Cancer has come to get me again are the first words that hit you when you begin to read this book. This collection will not pussy-foot around you. In its honesty, it does not pull any punches. Rosemary wants to live - she writes with passion about the everyday experiences that most of us take for granted. Within these poems, McLeish is open about the fear, pain (both physical and emotional), brutality, strength, weakness, anger and sadness that she feels.
There is such touching beauty in this collection, with lines like Oh, I could cry a Glasgow winter, wet pavements and all plucking painfully at the heartstrings. There are nightmare moments. There are hard edges. The collection ends in such an agony of hope for merciful oblivion. You will find yourself aching. And here is an article in The Blue Nib that Rosemary wrote recently.
There is truth and you will both smile and cry. This poet is, to me, both a friend and a writer I love and respect. When you have finished reading these poems, I believe she will mean the same to you.
Rest in peace, Rosemary. We will never forget you.
Fran Lock writes: I want to celebrate the life and voice of Rosemary McLeish, the artist, poet and all round powerhouse who has passed away. Although I had come across Rosemary's poetry before in numerous anthologies, my admiration for her work crystallised the moment I read her submission to Witches, Warriors, Workers. I was immediately struck, and I am struck still, by the honesty, intensity, and the intimacy of her poem. The Last Time I Got Hysterical in The Middle of The Night is uncompromising. It lets neither speaker nor reader off the hook. It does not try to resolve fear, pain, or the unfairness of terminal illness. It strikes neither stoic nor defiant poses. Its commitment is to emotional truth, and this she relays with dignity and skill.
In Rosemary's 2019 collection, I Am a Field there is a similar quality of unflinching witness, although a witness tempered with tenderness. As Rosemary herself says in her introduction, she 'cannot write about the beauty of the world […] without confronting the reality of its destruction.' These tensions hold and propel her poems, a delicate balance of bitter-sweetness, where sometimes sweetness wins out, and sometimes not. I Am a Field is an invigorating and original work, that explores with nuance and acuity our relationship to the natural world, and our experience of ourselves and each other as part of nature.
2020's Defragmentation is a different beast. It is a difficult, disturbing and necessary confrontation with death and dying, and everything society and poetry makes of them. It is a work that offers no concession or apology for pain or rage. Nor should it. To describe a book or a poet as 'brave' when bravery is the only option available is, frankly, nauseating.

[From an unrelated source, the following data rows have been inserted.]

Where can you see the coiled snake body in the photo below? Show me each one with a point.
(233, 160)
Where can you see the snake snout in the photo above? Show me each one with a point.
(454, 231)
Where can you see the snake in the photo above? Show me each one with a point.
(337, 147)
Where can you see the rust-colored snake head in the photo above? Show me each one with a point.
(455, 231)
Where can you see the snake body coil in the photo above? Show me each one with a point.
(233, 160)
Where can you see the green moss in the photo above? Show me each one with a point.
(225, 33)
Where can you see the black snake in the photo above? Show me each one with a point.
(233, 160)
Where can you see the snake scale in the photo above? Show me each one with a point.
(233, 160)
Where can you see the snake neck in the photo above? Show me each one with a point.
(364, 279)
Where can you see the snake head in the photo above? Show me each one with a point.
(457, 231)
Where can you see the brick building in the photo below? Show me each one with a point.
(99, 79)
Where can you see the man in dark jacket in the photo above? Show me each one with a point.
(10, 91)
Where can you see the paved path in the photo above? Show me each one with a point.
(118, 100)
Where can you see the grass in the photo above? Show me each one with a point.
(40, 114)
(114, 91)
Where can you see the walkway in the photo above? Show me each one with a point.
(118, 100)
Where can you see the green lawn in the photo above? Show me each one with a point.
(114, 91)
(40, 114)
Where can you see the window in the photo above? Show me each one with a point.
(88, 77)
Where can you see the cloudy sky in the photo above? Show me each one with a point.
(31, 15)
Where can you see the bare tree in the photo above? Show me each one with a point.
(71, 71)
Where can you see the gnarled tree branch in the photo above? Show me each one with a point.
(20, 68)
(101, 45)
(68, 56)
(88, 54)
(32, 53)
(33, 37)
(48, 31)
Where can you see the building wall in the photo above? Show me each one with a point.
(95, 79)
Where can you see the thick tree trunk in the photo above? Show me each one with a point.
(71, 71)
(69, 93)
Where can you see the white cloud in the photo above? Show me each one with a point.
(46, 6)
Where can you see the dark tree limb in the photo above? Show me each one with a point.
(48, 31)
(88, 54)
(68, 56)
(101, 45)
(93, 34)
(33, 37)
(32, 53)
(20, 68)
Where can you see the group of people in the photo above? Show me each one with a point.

I will say instead of Rosemary that these poems performed hard, necessary work. We need them, and the reminder that death isn't a metaphor, the dying are not ciphers, nor do they owe us some kind of trite moral lesson. Unadorned and unabashed, this poetry is admirable. It is also bloody good.
I wish I had known Rosemary better. There was so much to admire about her work as both an artist and a poet. She was by turns brutal, eloquent, inventive, humorous, and full of fire.